Ducking to avoid the low-slung ceiling, Alice edged into the room. Vivienne was fluttering her hands as if she were having a fainting fit, the agents were milling about in panic, and Saskia was proclaiming her innocence in between dramatic gasps of dismay. Yes, it was business as usual at Grayson Wells.

“What’s happening?” Alice asked. “Are everyone’s computers—?”

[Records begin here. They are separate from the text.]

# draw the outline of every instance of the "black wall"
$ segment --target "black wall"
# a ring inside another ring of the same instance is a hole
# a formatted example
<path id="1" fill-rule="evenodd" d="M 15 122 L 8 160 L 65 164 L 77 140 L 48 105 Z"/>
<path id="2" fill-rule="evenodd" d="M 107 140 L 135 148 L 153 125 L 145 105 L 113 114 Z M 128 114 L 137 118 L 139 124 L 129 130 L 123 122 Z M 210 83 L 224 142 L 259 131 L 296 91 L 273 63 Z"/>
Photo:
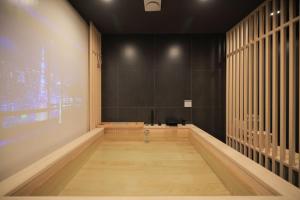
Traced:
<path id="1" fill-rule="evenodd" d="M 225 35 L 104 35 L 102 54 L 103 121 L 149 123 L 154 109 L 225 141 Z"/>

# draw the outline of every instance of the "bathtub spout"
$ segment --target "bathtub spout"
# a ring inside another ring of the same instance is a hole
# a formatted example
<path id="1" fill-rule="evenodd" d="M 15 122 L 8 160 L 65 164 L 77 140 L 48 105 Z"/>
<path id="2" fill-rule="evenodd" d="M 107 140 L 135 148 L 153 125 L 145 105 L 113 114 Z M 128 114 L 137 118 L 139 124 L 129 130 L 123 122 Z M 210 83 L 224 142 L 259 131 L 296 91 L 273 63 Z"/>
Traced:
<path id="1" fill-rule="evenodd" d="M 149 134 L 150 134 L 150 131 L 148 129 L 144 131 L 144 142 L 145 143 L 149 143 Z"/>

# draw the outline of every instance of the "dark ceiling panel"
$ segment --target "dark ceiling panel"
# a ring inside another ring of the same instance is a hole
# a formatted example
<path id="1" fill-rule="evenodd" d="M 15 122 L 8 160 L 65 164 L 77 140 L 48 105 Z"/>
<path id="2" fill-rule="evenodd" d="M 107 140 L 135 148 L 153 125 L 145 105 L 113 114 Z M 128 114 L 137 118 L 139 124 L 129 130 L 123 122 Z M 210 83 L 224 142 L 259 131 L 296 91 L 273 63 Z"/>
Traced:
<path id="1" fill-rule="evenodd" d="M 162 0 L 162 11 L 152 13 L 143 0 L 69 2 L 102 33 L 225 33 L 263 0 Z"/>

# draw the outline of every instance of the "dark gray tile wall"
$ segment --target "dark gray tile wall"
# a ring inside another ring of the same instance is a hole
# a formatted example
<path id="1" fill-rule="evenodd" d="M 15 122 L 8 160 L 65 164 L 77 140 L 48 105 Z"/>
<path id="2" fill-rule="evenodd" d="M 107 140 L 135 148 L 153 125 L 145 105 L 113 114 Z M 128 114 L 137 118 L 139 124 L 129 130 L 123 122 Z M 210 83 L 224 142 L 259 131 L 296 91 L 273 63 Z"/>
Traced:
<path id="1" fill-rule="evenodd" d="M 225 140 L 225 35 L 104 35 L 102 48 L 103 121 L 149 123 L 153 109 Z"/>

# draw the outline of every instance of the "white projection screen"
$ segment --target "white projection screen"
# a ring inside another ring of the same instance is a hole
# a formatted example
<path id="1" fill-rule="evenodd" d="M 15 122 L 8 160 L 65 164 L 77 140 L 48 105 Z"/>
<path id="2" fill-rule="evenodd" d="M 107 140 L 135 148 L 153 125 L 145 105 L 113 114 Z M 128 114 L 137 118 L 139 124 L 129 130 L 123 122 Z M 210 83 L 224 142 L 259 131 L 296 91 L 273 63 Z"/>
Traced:
<path id="1" fill-rule="evenodd" d="M 0 180 L 88 130 L 88 25 L 65 0 L 0 0 Z"/>

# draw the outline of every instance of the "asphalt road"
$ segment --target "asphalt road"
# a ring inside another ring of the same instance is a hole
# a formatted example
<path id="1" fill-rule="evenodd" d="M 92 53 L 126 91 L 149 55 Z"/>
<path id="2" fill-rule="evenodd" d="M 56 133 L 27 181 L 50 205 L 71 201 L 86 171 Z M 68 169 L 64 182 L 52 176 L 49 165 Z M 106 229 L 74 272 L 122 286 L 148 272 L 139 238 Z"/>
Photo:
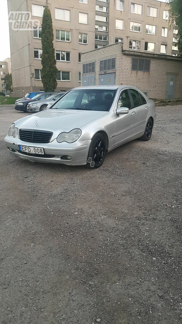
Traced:
<path id="1" fill-rule="evenodd" d="M 182 323 L 182 106 L 156 112 L 91 170 L 11 155 L 0 107 L 1 324 Z"/>

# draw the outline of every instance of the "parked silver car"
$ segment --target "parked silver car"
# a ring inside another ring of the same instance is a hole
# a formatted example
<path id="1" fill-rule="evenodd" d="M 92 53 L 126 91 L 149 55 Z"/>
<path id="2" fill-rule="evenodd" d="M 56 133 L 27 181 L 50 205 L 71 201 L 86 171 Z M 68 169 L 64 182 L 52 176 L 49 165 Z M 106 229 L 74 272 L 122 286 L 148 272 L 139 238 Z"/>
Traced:
<path id="1" fill-rule="evenodd" d="M 48 105 L 52 105 L 55 101 L 62 97 L 66 92 L 58 92 L 50 96 L 46 99 L 41 100 L 40 101 L 32 101 L 27 105 L 27 110 L 28 112 L 38 112 L 46 110 L 47 109 Z"/>
<path id="2" fill-rule="evenodd" d="M 154 102 L 134 87 L 80 87 L 15 122 L 5 142 L 11 153 L 32 162 L 97 168 L 116 147 L 149 140 L 156 116 Z"/>

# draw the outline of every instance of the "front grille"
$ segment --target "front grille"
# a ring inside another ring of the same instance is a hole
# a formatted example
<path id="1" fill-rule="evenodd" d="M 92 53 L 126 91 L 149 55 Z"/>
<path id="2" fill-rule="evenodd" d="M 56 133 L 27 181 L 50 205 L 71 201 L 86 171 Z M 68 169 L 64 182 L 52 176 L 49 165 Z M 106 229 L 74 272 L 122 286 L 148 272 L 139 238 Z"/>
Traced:
<path id="1" fill-rule="evenodd" d="M 51 132 L 35 129 L 20 129 L 19 131 L 21 141 L 32 143 L 48 143 L 53 134 Z"/>

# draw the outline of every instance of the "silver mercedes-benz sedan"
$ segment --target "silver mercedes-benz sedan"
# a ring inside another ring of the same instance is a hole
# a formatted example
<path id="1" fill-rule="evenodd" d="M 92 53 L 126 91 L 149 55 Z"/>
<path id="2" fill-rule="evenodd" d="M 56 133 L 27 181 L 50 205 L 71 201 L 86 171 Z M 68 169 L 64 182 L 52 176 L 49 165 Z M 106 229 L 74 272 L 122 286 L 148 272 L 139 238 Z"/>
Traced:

“Fucked.” Tyrell answered shortly, folding his arms across a spotless white shirt. A new agent from the States, he sauntered around in designer tailoring and box-fresh Converse sneakers, wooing prospective clients with talk about taking their careers to the next level, touching bases, and leveraging their brand potential. “I’m waiting on an email—”

“My client needs his contracts and—”

“My BlackBerry’s down and I can’t function—”

Alice maneuvered to the front of the room. “I know this is a stupid question,” she said. “But has anyone called the technician yet?